One method is to apply the Bargmann transform:

$$B_f(z) = \int_{-\infty}^{\infty} f(x) \exp \left(2 \pi x z - \pi x^2 - \frac{\pi}{2}z^2 \right) dy$$

to the eigenvalue equation:

$$f(x) = \lambda \int_{-\infty}^{\infty}f(y) \exp(-2 \pi ix y) dy$$

to obtain the following relation for the Bargmann transformed eigenfunctions:

$$B_f(z) = \lambda B_f(-iz) $$

whose solutions are the monomials:

$B_f(z) = z^n$, corresponding to the eigenvalues $i^{n \bmod{4}}$.

Now, the inverse Bargmann transform of the monomials are just the Hermite functions.

Remark: The application of the Bargmann transform to the eigenvalue equation entails a change of the integration order which is possible because the Hermite functions are bounded.
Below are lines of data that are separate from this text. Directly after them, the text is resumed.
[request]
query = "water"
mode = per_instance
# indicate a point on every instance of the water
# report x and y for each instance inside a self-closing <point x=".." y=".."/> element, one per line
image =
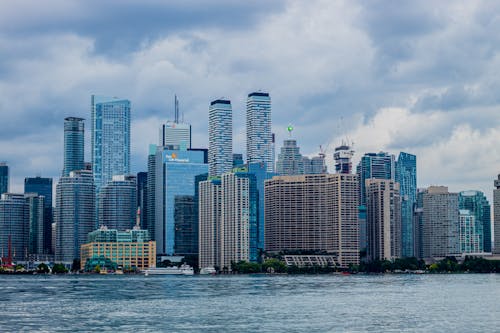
<point x="259" y="303"/>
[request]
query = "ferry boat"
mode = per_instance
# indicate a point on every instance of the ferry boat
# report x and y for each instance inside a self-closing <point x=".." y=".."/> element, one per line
<point x="182" y="270"/>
The projection operators onto the $n$th subspace in the Bargamann representation are given by the kernels

$$ P(v,\bar{z})=\frac{(v\bar{z})^n}{n!} ,$$

which act on the Bargmann transformed functions according to:

$$ Pf(v) = \int_{\mathbb{C}}P(v,\bar{z}) f(z) \exp(-z\bar{z})dzd\bar{z} .$$

In the time domain the projection kernels are just $P(t, \tau) = H_n(\tau) H_n(t)$ due to the orthonormality of the Hermite functions.